Als die Nullerjahre ihren Abschied verkündeten, grüßte Lady Gaga mit "The Fame" zum ersten Mal vom Pop-Gipfel. 15 Jahre später liegt ihr die Branchenwelt mit "Mayhem" erneut zu Füßen.
In einer schnelllebigen Zeit, in der die künstlerischen Fahrkünste auf der Überholspur überlebenswichtiger denn je sind, kann ein einziger Griff ins Klo schon das Karriereende bedeuten. Ob es für eine Ausnahmekünstlerin wie Lady Gaga nach ihrem "Goldene Himbeere"-Reinfall "Joker: Folie à deux" schon eng werden könnte, sei mal dahingestellt - aber ein gewisser Erwartungsdruck ist kurz vor der Veröffentlichung ihres siebten Studioalbums "Mayhem" schon zu spüren.
Mit der massentauglichen Vorab-Single "Abracadabra" gab es einen ersten Dance-Pop-Fingerzeig. Und ja, auch der Rest des Albums funktioniert wunderbar, eingerahmt in ein Strobo-Szenario aus Trockeneis und Deckenschweiß. Aber nur der vermeintlich sichere Pfad ist natürlich nicht Gaga-like.
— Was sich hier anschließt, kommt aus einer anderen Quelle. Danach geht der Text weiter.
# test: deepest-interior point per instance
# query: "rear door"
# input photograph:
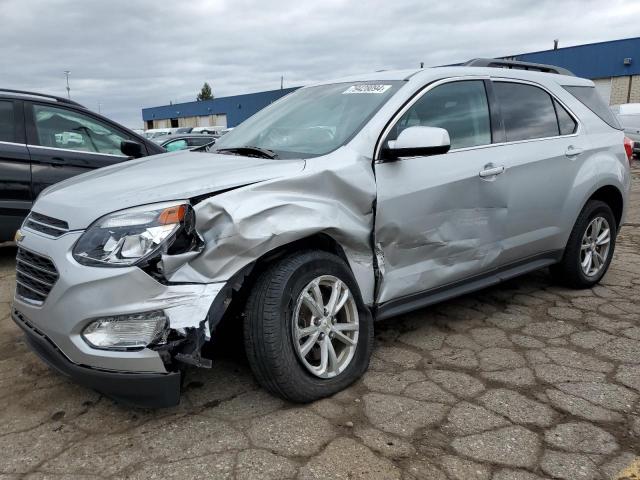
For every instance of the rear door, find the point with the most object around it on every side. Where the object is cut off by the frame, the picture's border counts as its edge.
(64, 142)
(15, 171)
(542, 156)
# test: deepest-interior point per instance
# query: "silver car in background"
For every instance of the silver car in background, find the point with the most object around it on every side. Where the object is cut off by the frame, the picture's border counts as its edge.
(342, 203)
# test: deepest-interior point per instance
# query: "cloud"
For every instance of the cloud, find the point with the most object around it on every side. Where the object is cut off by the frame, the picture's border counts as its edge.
(126, 55)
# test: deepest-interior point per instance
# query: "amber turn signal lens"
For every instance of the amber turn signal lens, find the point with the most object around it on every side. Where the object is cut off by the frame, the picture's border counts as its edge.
(172, 215)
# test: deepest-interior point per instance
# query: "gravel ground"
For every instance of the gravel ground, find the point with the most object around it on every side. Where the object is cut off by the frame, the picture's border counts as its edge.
(522, 381)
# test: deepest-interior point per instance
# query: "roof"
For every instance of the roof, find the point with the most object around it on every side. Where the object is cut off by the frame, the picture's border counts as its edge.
(593, 60)
(237, 107)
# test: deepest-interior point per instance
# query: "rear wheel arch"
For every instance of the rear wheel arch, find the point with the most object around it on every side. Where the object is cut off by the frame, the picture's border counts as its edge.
(612, 196)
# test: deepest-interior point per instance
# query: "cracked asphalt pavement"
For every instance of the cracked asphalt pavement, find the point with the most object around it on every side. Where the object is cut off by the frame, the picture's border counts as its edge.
(522, 381)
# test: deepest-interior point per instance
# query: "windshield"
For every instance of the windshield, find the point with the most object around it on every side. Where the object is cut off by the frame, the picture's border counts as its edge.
(310, 121)
(630, 121)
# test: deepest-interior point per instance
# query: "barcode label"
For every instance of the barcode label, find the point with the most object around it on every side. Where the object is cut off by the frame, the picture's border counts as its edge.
(366, 88)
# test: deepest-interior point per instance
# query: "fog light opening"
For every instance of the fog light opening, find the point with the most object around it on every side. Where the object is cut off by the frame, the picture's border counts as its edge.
(127, 332)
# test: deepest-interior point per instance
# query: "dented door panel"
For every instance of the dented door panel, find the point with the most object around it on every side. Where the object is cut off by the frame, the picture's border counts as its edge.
(437, 221)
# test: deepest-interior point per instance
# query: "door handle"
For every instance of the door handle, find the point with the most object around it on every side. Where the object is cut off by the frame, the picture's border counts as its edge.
(572, 151)
(490, 170)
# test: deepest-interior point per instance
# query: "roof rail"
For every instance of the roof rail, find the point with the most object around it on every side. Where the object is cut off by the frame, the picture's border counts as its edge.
(514, 64)
(34, 94)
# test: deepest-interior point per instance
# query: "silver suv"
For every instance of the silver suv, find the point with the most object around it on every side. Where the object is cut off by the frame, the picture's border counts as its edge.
(342, 203)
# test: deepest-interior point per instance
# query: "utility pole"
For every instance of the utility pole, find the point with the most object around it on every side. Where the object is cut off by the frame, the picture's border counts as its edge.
(66, 74)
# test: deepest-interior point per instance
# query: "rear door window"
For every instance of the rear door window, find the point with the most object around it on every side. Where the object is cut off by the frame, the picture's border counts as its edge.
(527, 111)
(7, 122)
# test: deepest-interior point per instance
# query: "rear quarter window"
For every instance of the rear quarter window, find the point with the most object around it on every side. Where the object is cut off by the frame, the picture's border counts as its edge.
(591, 99)
(7, 122)
(527, 111)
Und so garniert die exzentrische Sängerin ihr nahezu durchweg eingängiges Hauptmahl mit vielen kleinen Extra-Zutaten.
Fans der ersten Stunde springen vor Freude im Dreieck
Den Anfang macht "Disease", ein relativ unaufgeregter Pop-Track mit düsterem Anstrich, gefolgt von der bereits erwähnten Single "Abracadabra" und dem industrial-lastigen Refrain-Highlight "Garden Of Eden". Schon nach den ersten Minuten springen vor allem eingefleischte Fans der ersten beiden Alben "The Fame" und "Born This Way" vor Freude im Dreieck. Lady Gaga wagt den Spagat zwischen alt und neu und trifft damit voll ins Schwarze. Erinnerungen werden wach an die exzentrischen Anfangstage, an die Zeit, in der der Name Lady Gaga für knackigen und durchgeknallten Zukunftspop stand. Mit der impulsiven und nach allen Seiten ausschlagenden Power-Nummer "Perfect Celebrity" setzt die Sängerin noch einen drauf. Plötzlich pumpen Achtziger-Beats und verzerrte AOR-Gitarren aus den Boxen.
Abwechslung und Experimentierfreudigkeit sind Programm. Lady Gaga lässt nicht locker. Musikalische Diversity steht über allem. Wo eben noch voluminöse Gitarrenwände den Ton angaben, schieben sich nun funkige Grüße aus einer längst vergessenen Zeit ins Rampenlicht ("Vanish Into You"). Gemeinsam mit dem französischen DJ Gesaffelstein geht's händeklatschend auf die Tanzfläche ("Killah"). Minuten später zappelt auch der letzte "Zombieboy" hüftschwingend unter der Discokugel.
Musikalischer Herzschmerz zum Abschluss
Längst sind alle Ketten gesprengt. Was die Kolleginnen Katy Perry und Taylor Swift können, kann Lady Gaga schon lange ("LoveDrug", "How Bad Do You Want Me"). Noch einmal zieht die Sängerin die älteren Semester auf die Tanzfläche ("Don't Call Tonight", "Shadow Of A Man"), ehe sich der mächtige Samtvorhang gen Bühnenboden senkt und das Finale mit cineastischem Pathos und ganz viel musikalischem Herzschmerz eingeläutet wird ("The Beast", "Blade Of Grass", "Die With A Smile").
Wenn die eigene Version von Popmusik alle Genretüren öffnet und keine Grenzen kennt: Auf ihrem siebten Studioalbum "Mayhem" blickt Lady Gaga zurück, ohne dabei das Hier und Jetzt aus den Augen zu verlieren. Während die Konkurrenz im überzuckerten Einheitsbrei versinkt, hat Madame Germanotta wieder einmal für jede Branchenschublade den passenden Schlüssel bereit. Davor kann man als Freund von abwechslungsreicher und langlebiger Popmusik nur den Hut ziehen.